TECH TALK: Changing Times: Net Impact
The impact of the change led by the revolution in communications and attitudes in developing countries like India is dramatic. One has only to think of life a decade ago and compare it with today. Can we imagine a world without email, cellphones or TV channels?
The Internet powers the Change Engine. Writes Frances Cairncross in “The Death of Distance 2.0: How the Communications Revolution Is Changing Our Lives”:
The Internet is, in one sense, merely an enormously efficient way to transport digital data around the world. In another, it is a laboratory for communications in the future.
“There has never been a commercial technology like this in the history of the world, whereby from the minute you adopt it, it forces you to think and act globally,” says Robert Hormats, deputy chairman of Goldman Sachs International. Developing countries will enjoy new freedoms: a way around overpriced international telephone and postal services, for instance, and a short-cut to information that may not be available locally, such as scientific articles and uncensored local news.
Once it has true global reach, the Internet may become the main platform for international contact. It provides a shop window in which a company can display its wares to a world market.

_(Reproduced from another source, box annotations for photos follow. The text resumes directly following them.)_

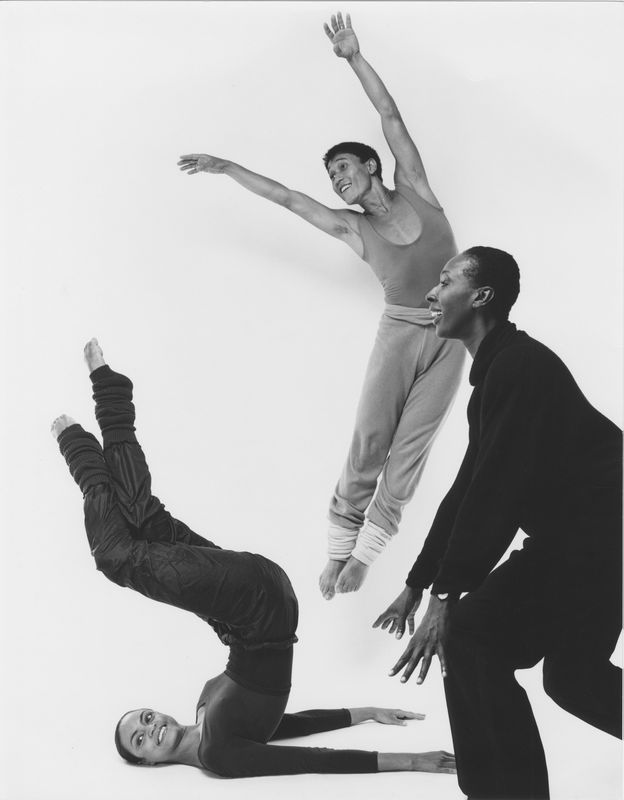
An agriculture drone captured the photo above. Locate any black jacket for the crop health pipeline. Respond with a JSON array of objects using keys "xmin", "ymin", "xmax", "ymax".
[{"xmin": 407, "ymin": 322, "xmax": 622, "ymax": 593}]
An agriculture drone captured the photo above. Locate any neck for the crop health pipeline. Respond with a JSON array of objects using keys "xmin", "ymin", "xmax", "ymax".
[
  {"xmin": 462, "ymin": 317, "xmax": 498, "ymax": 358},
  {"xmin": 360, "ymin": 178, "xmax": 392, "ymax": 217},
  {"xmin": 168, "ymin": 722, "xmax": 202, "ymax": 767}
]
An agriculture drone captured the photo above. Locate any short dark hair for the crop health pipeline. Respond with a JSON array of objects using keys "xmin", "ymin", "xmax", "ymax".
[
  {"xmin": 462, "ymin": 247, "xmax": 520, "ymax": 320},
  {"xmin": 323, "ymin": 142, "xmax": 381, "ymax": 180},
  {"xmin": 115, "ymin": 711, "xmax": 143, "ymax": 764}
]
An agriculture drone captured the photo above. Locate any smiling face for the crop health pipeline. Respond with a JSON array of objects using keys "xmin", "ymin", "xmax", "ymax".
[
  {"xmin": 427, "ymin": 253, "xmax": 490, "ymax": 342},
  {"xmin": 118, "ymin": 708, "xmax": 184, "ymax": 764},
  {"xmin": 327, "ymin": 153, "xmax": 377, "ymax": 206}
]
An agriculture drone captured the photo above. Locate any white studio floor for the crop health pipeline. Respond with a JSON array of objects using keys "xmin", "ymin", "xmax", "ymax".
[{"xmin": 0, "ymin": 2, "xmax": 624, "ymax": 800}]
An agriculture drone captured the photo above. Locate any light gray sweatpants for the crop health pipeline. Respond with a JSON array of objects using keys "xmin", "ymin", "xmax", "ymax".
[{"xmin": 329, "ymin": 305, "xmax": 465, "ymax": 535}]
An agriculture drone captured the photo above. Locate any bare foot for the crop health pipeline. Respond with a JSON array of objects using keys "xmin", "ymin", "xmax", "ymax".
[
  {"xmin": 319, "ymin": 558, "xmax": 346, "ymax": 600},
  {"xmin": 50, "ymin": 414, "xmax": 76, "ymax": 439},
  {"xmin": 84, "ymin": 339, "xmax": 106, "ymax": 374},
  {"xmin": 336, "ymin": 556, "xmax": 368, "ymax": 593}
]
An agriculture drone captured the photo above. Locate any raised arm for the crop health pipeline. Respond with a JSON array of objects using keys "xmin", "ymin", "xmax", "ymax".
[
  {"xmin": 324, "ymin": 12, "xmax": 440, "ymax": 208},
  {"xmin": 178, "ymin": 153, "xmax": 363, "ymax": 256}
]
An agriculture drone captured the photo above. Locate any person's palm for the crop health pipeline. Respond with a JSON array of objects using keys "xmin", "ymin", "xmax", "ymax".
[{"xmin": 332, "ymin": 28, "xmax": 360, "ymax": 58}]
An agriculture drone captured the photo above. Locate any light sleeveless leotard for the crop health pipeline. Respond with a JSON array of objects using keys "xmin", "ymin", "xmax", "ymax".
[{"xmin": 358, "ymin": 184, "xmax": 457, "ymax": 308}]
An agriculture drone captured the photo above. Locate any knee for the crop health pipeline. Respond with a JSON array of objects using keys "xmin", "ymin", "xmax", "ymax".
[{"xmin": 543, "ymin": 659, "xmax": 583, "ymax": 708}]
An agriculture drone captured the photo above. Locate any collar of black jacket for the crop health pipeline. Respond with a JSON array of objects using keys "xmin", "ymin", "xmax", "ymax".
[{"xmin": 469, "ymin": 321, "xmax": 516, "ymax": 386}]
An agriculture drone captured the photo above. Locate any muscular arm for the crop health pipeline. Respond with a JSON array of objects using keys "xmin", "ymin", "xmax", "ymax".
[
  {"xmin": 178, "ymin": 153, "xmax": 363, "ymax": 256},
  {"xmin": 325, "ymin": 14, "xmax": 440, "ymax": 208},
  {"xmin": 271, "ymin": 706, "xmax": 424, "ymax": 741},
  {"xmin": 202, "ymin": 741, "xmax": 455, "ymax": 778}
]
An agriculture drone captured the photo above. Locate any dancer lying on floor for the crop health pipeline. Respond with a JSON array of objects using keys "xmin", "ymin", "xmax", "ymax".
[{"xmin": 52, "ymin": 339, "xmax": 455, "ymax": 777}]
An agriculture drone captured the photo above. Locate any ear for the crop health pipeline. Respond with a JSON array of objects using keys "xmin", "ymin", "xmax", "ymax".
[{"xmin": 472, "ymin": 286, "xmax": 495, "ymax": 308}]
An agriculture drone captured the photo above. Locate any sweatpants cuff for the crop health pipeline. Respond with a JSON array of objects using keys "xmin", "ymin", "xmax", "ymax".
[
  {"xmin": 351, "ymin": 519, "xmax": 392, "ymax": 567},
  {"xmin": 327, "ymin": 525, "xmax": 358, "ymax": 561}
]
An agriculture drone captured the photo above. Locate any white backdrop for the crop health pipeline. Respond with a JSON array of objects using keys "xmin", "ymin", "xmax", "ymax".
[{"xmin": 0, "ymin": 2, "xmax": 624, "ymax": 800}]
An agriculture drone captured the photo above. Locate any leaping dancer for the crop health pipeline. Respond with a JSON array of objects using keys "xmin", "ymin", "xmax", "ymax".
[{"xmin": 178, "ymin": 13, "xmax": 464, "ymax": 599}]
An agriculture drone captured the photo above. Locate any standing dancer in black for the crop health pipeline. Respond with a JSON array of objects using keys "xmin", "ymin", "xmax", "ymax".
[
  {"xmin": 52, "ymin": 339, "xmax": 455, "ymax": 777},
  {"xmin": 375, "ymin": 247, "xmax": 622, "ymax": 800}
]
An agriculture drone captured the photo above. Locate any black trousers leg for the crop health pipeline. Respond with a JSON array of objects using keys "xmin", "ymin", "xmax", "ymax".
[
  {"xmin": 444, "ymin": 552, "xmax": 549, "ymax": 800},
  {"xmin": 90, "ymin": 365, "xmax": 218, "ymax": 548}
]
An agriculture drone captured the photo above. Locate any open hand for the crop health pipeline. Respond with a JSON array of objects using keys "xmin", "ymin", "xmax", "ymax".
[
  {"xmin": 178, "ymin": 153, "xmax": 227, "ymax": 175},
  {"xmin": 323, "ymin": 11, "xmax": 360, "ymax": 59},
  {"xmin": 390, "ymin": 596, "xmax": 449, "ymax": 683},
  {"xmin": 373, "ymin": 586, "xmax": 422, "ymax": 639},
  {"xmin": 371, "ymin": 708, "xmax": 425, "ymax": 725}
]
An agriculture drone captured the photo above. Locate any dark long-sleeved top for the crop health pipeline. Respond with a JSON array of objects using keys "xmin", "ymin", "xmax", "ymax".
[
  {"xmin": 85, "ymin": 485, "xmax": 377, "ymax": 778},
  {"xmin": 407, "ymin": 322, "xmax": 622, "ymax": 593},
  {"xmin": 197, "ymin": 672, "xmax": 377, "ymax": 778}
]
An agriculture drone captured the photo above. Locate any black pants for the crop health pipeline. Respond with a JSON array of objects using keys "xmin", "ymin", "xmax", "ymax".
[
  {"xmin": 444, "ymin": 524, "xmax": 622, "ymax": 800},
  {"xmin": 58, "ymin": 366, "xmax": 298, "ymax": 649}
]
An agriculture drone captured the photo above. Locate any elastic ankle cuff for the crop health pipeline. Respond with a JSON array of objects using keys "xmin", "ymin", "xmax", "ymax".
[
  {"xmin": 327, "ymin": 525, "xmax": 358, "ymax": 561},
  {"xmin": 351, "ymin": 519, "xmax": 392, "ymax": 567}
]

It offers a chance for people from different countries to swap information and ideas. It provides the means for people who are cut off from the world by censors and oppressive governments to tell their stories. No other innovation has ever had quite such earth-shrinking potential.
The Internet will be integrated into other products. It will be part of the telephone service, part of the way a television works, part of a games console. It will connect things and people and animals and companies. People will stop thinking of the Internet as a separate entity and be aware only of the services it delivers, not of the network itself.
The next decade holds forth an amazing array of opportunities as communications occupies centre-stage and location becomes irrelevant. Just as India used its time-zone difference with the US and Europe to provide round-the-clock software development and maintenance, we must think about the new opportunities being provided by the concomitant change being brought by communications and attitudes. The world is full of conversations, choices and information. Yet, the one constant which cannot change and which will always be limited is Time.